Asked about why she picked Korea for her PhD, she shared, “I had never intended to pursue PhD at all after my Masters. However, on the day of my Masters graduation, the application for Korea Government Scholarship Programme (KGSP) popped up in my Facebook so I finally decided to give it a try. In the end, I found out that vocational education in Korea has been one of the great driving forces of their economy.”
She picked SNU because, at that time, it had a separate department focussing on vocational education and workforce development.
When she first visited Korea, Nur Atiqah went to Busan Dongseo University to learn the language. “I couldn’t even read the Hangeul and the first three months felt like forever!” She shared that one of the many challenges in adjusting life in Korea was the language barrier.

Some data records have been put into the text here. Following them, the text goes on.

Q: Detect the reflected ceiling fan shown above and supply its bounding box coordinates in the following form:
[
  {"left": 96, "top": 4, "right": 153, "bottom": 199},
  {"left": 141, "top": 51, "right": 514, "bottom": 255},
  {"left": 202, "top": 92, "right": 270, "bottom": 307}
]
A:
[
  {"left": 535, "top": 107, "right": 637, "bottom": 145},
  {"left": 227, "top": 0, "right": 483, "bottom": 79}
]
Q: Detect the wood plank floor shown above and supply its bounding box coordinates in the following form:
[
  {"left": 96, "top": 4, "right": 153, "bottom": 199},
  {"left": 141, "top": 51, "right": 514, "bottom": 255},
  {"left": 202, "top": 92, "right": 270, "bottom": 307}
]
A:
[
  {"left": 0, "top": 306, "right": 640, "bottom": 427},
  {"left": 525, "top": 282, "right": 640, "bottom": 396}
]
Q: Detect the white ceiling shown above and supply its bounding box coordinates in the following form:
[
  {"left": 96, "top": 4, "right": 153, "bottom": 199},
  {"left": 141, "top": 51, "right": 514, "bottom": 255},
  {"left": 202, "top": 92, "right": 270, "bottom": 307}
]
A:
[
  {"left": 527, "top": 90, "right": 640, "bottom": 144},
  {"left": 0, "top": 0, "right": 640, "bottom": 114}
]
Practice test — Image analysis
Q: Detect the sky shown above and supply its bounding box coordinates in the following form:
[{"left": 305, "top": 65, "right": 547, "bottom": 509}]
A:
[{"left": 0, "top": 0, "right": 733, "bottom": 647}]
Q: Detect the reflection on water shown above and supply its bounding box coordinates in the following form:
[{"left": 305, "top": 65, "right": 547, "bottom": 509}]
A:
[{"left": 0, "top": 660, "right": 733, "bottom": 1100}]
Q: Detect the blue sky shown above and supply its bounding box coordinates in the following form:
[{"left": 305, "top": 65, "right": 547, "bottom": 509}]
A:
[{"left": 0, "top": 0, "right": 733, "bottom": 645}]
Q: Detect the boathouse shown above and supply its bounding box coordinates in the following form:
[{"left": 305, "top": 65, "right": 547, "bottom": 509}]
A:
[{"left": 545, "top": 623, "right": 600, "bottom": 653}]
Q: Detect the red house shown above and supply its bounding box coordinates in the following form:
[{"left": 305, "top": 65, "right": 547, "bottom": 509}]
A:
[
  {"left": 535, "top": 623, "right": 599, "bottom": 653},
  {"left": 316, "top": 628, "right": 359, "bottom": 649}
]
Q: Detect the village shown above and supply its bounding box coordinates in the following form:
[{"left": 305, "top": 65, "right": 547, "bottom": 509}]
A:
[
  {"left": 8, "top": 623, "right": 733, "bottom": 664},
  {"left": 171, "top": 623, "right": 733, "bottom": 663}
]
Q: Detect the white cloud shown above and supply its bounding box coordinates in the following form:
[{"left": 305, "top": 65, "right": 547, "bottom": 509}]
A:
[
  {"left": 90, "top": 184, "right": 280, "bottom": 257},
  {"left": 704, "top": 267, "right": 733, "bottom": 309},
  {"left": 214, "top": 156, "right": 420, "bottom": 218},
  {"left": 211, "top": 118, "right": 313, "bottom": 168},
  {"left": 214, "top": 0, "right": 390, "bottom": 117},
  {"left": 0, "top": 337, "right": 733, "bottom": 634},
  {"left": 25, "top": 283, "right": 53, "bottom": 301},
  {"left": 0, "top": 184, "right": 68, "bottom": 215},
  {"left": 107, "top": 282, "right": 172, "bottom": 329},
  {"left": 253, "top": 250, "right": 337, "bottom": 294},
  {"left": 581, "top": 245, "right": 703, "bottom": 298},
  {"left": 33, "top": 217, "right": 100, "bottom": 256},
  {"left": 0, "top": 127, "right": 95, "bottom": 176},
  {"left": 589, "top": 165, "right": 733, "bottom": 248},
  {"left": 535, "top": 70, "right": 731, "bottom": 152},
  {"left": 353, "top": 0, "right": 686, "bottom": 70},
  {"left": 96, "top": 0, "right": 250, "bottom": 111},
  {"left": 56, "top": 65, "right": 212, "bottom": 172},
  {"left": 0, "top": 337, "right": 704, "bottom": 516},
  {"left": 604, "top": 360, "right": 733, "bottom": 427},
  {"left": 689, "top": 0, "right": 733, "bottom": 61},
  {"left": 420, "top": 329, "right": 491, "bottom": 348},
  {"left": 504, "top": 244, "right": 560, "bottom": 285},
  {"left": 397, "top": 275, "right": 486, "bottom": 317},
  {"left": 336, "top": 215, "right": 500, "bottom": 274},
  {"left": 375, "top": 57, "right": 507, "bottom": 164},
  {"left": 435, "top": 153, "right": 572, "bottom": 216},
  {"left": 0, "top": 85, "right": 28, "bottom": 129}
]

Her first year was the toughest because all her classes were in Korean and she had only learnt the language for one year. However, her labmates and supervisor were kind and helpful as they slowly integrated her in their discussions and meetings until she was able to understand all the content.
“In one of our discussions in an ASEAN-Korea event in January 2018, we had been told to brainstorm ideas for future ASEAN-Korea events. I remember one of our groups actually presented the ASEAN-Korea Train, and we thought it was not possible at that time. Seeing that this has come into reality, I felt that, not just as a Bruneian, but also as the ASEAN Community, the young students’ opinions are actually taken into account, and I appreciate that.
“The last ASEAN-Korea Commemorative Summit was in 2014 when I first came to Busan to do my language year. Seeing that now it might be my final year in Korea, I think the ASEAN-Korea Train that celebrate the commemorative summit event is also a symbolic journey for my journey in Korea. From Busan to Seoul. Just like ASEAN-Korea, I hope my connection with people I met here will also deepen beyond graduation,” added Atiqah.